I am doing research with Prof. Lin in Berkeley now, and have two research experiences.
- I developed the platform which can receive the pulse signals data from the sensor and then send them to the cloud platform for feature extraction. I built the entire platform of the project, including signal collection, chart data display and data analysis, which is related to the aim of this project. Simple demo: http://zekai.me:8003
- Machine Learning Aided Design. The machine learning approach has been proven to be effective in solving the vast design space problem such as protein engineering. We use machine learning to design tough composites (2D) and metasurfaces but still in the initial stage.
National University of Singapore Summer Workshop 2019, Visiting student, NUS, Singapore July 2019 – Aug 2019
- Use Mask-RCNN and InceptionV3 to achieve object detection and garbage sorting. And use MQTT to make the Raspberry Pi have the computing power of the notebook’s GPU
- Used Transfer Learning to make InceptionV3 have a high recognition accuracy. The complete GitHub project connection is placed on the project homepage. Project homepage: https://isteps.comp.nus.edu.sg/profile/wangzekai
Chinese undergraduate computer design contest, National Second Prize, Nanjing, Jiangsu, China July 2018
Segmentation detection of bladder tumor images using “Fully convolutional networks (FCN)”.
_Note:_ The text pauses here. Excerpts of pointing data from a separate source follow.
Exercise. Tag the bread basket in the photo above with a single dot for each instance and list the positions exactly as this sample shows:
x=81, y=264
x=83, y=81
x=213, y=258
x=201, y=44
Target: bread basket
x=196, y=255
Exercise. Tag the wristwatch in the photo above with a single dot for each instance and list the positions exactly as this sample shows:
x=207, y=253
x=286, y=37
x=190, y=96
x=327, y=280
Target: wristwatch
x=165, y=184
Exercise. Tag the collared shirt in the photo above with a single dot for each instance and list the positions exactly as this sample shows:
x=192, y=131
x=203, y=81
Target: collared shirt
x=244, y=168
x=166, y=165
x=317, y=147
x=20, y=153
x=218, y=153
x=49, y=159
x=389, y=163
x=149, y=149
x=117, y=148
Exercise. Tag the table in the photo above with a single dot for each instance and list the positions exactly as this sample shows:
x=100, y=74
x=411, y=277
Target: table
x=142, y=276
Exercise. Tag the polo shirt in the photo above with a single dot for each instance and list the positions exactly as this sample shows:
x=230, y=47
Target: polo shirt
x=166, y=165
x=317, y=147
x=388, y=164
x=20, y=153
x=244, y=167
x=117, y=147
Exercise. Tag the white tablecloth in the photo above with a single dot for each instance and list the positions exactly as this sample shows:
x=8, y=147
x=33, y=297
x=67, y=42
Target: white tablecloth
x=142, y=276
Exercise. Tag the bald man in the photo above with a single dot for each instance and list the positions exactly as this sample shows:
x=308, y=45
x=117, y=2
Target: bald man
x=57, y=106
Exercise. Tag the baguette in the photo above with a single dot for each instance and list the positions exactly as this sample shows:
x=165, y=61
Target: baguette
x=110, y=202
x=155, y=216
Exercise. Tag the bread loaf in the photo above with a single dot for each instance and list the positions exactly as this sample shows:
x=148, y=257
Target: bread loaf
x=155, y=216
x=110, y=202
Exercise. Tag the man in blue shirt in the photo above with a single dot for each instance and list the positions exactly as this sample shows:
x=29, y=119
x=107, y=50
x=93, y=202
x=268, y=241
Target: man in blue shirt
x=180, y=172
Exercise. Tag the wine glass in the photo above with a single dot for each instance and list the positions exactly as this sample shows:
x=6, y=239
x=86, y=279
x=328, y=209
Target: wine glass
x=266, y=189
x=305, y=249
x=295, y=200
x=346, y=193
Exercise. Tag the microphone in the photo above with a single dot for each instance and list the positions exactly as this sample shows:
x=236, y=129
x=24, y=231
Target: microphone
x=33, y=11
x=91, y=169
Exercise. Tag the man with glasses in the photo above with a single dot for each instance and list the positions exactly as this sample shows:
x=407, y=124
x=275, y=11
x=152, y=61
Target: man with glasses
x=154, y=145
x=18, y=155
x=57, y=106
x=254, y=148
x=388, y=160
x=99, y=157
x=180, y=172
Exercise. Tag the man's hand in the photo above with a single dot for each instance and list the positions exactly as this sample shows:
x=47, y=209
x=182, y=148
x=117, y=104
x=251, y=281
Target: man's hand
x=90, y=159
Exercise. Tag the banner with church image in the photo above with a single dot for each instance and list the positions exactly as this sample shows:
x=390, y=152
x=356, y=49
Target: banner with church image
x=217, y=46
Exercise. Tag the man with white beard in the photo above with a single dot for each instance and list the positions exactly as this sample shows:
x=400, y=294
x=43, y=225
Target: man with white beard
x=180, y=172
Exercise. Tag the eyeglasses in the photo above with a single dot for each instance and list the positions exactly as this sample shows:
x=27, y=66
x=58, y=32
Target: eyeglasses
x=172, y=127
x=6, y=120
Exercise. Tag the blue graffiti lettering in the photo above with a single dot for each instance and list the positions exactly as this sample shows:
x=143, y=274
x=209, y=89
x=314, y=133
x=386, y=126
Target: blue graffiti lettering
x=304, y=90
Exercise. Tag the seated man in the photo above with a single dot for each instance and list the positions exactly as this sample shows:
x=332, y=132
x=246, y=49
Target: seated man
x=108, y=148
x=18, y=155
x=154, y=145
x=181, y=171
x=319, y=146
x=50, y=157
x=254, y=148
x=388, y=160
Planning Project of Innovation and Entrepreneurship Training of National Undergraduate, Team Leader
- Elected by other project members to promote growth and success of the national project
- The aim is to build a hospital-oriented magnetic resonance imaging-based bladder tumor detection platform, in order to help radiologists detecting bladder cancer in MRI urography, and to assist physicians in sharing the database
Chinese undergraduate computer design contest, National Third Prize, Changchun, Jilin, China July 2019
Grading and staging prediction of bladder tumor based on magnetic resonance imaging and ResNet50 algorithm
The 5th China College Students' "Internet+" Innovation and Entrepreneurship Competition, Team Leader
Completed the scientific research tasks remarkably by using YOLO combined with Deepsort algorithm to realize the project requirements and achieve good results
Prior - May 4
Get familiar with the structure and source code of this project. Consider if there are other potential user preferences need to be introduced to the function.
Keep diving into project’s code by fixing issues.
May 4 - 30
Analyse code samples and try to find some common properties of the ones with optimal method order.
Using Flask and other packages mentioned above to develop.
Discuss with mentors about the implementation of the project. Investigate the classic algorithms which we can refer to.
June 1 - 30
Implement the algorithm and do validation on more samples.
Continue developing, start coding advanced version
Write a document of evaluation.
July 1 - 28 ·
Fix bugs of the algorithm.
Coding for the additional analysis algorithm. Testing the
automation process with the new analysis method.
Write a document of evaluation.
July 29 - August 14 ·
Update the document of the project.
Extend the test cases if needed.
August 14 - 29 ·
Write a summary article throughout the project.
Buffer for unexpected delay.
Try some more algorithms if I would have extra time to use.
I will be based in China during the summer. Therefore, I will be working in GMT +8 time zone. I will be available in most weekdays and weekends, and can work for 8 hours every day.
Before the application result announced, I can dive into the code. For schedules at summer, I have no plan for vacation trips this year. All courses will end before June, and there are no examinations this semester. Currently, there is no internship for me.
Looking forward to good days participating in Wikimedia Foundation and joining Google Summer of Code!
Reason for Participation
I have always wanted to be a great developer since the first day I learnt programming. GSoC provides me a chance to make contributions to open source projects with mentorship from great developers all over the world. I believe it is really amazing. If I have the chance to participate in GSoC and work with Wikimedia Foundation, I will try my best to complete this project.
I am looking forward to working on the project with Wikimedia Foundation!